What Security Lessons Can Jewish Organizations Learn From Orlando Massacre?
WASHINGTON — Jewish institutions must heed the flaws in the security industry exposed by the mass shooting in Orlando, the top Jewish community security official said.
Paul Goldenberg, who directs Secure Community Network, said Omar Mateen’s employment by a prominent security firm, G4S, should raise alarms by Jewish groups that hire security staffers from that firm and other contractors.
“We need to rethink the process and not depend on the lowest bidder,” Goldenberg told JTA on Sunday, emphasizing that he was not singling out G4S, but noting that many Jewish institutions used outside contractors. “The Jewish community has come to rely on private security professionals.
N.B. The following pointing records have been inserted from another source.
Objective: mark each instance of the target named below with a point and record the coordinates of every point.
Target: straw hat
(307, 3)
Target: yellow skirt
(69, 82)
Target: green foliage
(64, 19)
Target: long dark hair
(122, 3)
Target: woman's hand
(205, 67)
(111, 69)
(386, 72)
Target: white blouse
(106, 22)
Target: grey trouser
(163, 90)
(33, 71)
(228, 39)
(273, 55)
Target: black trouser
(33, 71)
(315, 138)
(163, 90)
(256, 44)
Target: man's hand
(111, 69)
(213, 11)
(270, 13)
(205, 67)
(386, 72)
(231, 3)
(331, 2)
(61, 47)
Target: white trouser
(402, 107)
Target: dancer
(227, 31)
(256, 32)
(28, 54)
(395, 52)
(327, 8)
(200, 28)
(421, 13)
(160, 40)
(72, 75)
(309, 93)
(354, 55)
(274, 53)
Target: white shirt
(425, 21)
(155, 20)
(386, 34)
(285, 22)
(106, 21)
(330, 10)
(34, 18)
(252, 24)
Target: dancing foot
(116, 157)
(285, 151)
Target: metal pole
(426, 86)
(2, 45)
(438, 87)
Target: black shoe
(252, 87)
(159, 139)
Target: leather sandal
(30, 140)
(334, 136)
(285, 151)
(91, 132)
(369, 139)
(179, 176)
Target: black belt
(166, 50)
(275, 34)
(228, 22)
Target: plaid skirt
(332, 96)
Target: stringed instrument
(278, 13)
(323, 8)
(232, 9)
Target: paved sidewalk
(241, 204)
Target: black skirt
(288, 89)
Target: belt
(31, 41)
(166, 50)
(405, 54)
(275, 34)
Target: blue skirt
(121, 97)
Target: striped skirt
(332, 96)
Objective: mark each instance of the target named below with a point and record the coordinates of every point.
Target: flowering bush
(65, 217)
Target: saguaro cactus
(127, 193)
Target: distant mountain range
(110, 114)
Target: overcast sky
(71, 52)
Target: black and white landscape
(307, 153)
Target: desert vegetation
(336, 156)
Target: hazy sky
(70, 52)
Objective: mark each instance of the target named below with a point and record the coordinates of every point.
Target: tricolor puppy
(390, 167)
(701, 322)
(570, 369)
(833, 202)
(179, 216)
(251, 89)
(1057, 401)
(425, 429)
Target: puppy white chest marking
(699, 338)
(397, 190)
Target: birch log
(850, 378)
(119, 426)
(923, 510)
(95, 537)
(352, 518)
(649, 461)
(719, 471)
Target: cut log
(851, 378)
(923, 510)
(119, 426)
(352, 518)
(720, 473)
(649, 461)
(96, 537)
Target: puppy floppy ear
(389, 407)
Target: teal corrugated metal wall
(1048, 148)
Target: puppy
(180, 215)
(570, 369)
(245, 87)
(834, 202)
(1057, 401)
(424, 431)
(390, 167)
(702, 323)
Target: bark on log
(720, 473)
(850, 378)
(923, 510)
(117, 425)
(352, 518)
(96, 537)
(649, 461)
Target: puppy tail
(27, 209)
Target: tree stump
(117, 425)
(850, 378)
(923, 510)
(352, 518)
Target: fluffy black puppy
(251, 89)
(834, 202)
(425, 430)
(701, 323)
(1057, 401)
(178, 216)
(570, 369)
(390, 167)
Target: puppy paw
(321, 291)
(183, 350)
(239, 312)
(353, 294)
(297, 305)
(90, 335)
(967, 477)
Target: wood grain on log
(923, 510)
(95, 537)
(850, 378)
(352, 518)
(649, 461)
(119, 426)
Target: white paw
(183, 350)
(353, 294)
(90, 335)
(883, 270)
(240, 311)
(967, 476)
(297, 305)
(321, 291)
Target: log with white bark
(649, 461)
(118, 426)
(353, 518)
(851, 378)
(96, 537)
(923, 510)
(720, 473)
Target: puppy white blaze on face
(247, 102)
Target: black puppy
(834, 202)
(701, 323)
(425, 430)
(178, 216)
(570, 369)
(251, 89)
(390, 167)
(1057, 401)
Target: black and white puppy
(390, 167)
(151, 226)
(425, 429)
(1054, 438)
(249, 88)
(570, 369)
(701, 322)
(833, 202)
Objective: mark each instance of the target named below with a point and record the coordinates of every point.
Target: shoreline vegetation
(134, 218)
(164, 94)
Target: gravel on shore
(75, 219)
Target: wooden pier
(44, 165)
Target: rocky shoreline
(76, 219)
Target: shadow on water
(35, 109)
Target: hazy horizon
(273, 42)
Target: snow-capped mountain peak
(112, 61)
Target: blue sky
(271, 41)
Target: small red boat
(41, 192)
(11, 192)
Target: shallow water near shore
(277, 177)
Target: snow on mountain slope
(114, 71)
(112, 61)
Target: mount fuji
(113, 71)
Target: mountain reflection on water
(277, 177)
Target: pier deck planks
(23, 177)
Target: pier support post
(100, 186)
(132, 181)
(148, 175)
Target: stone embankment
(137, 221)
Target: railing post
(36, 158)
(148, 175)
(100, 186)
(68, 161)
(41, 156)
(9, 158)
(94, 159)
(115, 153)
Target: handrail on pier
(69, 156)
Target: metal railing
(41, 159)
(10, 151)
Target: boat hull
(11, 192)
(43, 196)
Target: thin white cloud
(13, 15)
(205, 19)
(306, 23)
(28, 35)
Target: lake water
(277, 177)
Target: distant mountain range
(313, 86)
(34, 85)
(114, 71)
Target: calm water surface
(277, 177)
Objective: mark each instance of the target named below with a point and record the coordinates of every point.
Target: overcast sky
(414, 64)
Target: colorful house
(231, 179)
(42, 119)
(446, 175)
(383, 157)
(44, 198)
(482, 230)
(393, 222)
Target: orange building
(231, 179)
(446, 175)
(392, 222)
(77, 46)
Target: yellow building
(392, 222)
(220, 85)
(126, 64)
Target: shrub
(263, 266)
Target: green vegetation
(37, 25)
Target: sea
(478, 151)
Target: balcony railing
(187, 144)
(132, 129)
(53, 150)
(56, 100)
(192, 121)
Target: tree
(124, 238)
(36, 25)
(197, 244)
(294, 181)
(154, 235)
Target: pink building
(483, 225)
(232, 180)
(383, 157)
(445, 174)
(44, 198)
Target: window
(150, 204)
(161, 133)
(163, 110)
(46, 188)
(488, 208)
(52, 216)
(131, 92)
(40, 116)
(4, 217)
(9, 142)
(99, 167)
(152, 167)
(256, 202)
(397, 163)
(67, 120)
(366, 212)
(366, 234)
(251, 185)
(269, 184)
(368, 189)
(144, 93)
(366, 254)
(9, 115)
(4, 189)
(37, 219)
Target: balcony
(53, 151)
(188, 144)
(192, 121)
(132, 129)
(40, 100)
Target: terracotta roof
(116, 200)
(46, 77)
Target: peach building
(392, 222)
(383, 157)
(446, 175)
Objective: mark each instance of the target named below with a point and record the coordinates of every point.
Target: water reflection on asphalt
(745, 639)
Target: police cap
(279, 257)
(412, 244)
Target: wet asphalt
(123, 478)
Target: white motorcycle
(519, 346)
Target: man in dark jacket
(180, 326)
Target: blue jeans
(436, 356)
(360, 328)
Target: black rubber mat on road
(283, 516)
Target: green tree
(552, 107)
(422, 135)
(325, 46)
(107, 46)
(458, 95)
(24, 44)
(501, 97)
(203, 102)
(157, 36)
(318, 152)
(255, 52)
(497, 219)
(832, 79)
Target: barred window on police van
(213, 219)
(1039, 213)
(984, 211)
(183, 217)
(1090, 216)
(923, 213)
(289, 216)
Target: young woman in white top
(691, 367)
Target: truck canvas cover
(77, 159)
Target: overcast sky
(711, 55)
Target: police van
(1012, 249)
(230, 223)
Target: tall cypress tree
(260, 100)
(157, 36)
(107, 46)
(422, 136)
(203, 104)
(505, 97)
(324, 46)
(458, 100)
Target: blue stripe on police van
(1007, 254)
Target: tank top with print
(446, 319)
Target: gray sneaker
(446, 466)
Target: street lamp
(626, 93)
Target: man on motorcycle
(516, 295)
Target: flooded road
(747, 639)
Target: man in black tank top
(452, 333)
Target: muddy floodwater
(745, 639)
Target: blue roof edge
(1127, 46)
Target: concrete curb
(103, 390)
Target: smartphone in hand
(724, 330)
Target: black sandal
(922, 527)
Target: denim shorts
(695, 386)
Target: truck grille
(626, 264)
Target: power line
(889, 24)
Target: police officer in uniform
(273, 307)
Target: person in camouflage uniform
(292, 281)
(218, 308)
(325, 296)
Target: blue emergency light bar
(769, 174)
We need to consider who to hire.”
Mateen pledged loyalty to the Islamic State in communications with police during his attack on a gay nightclub early Sunday, in which he killed 49 people and wounded 53. He was killed during the attack, the worst mass shooting in U.S. history.
Goldenberg, whose SCN is an affiliate of the Jewish Federations of North America and the Conference of Presidents of Major American Jewish Organizations, said security staff often have minimum screening and training, and are paid minimum wage.
“A lot of these companies, they’re hiring folks out of need,” he said. “The rates are very low that people are paid and they need to hold on to these guards.
He said contractors often screen staff just once, and are hesitant to act even when alerted to unusual behavior.
“When do you step up and say something’s not right?” Goldenberg said. “When you see something that’s not right or you feel it, who do you report it to? And do these companies have a mechanism in place for that purpose? So it’s a real hot topic. And my concern is that we’ve gone so far the other way that people are afraid to speak up.”
G4S said in a statement it was cooperating with law enforcement. It said Mateen was employed as a guard at a residential community in south Florida and that it had screened him twice, once in 2006 when he was hired and again in 2013. G4S said it was found “no adverse findings” in its screenings, and that it was not informed of separate screenings by law enforcement.
NBC reported that the FBI had screened Mateen at least twice, including once in 2013 after coworkers said he made inflammatory statements about radical Islam. A colleague, Daniel Gilroy, told USA Today he had informed G4S about Mateen’s homophobic and racially charged comments.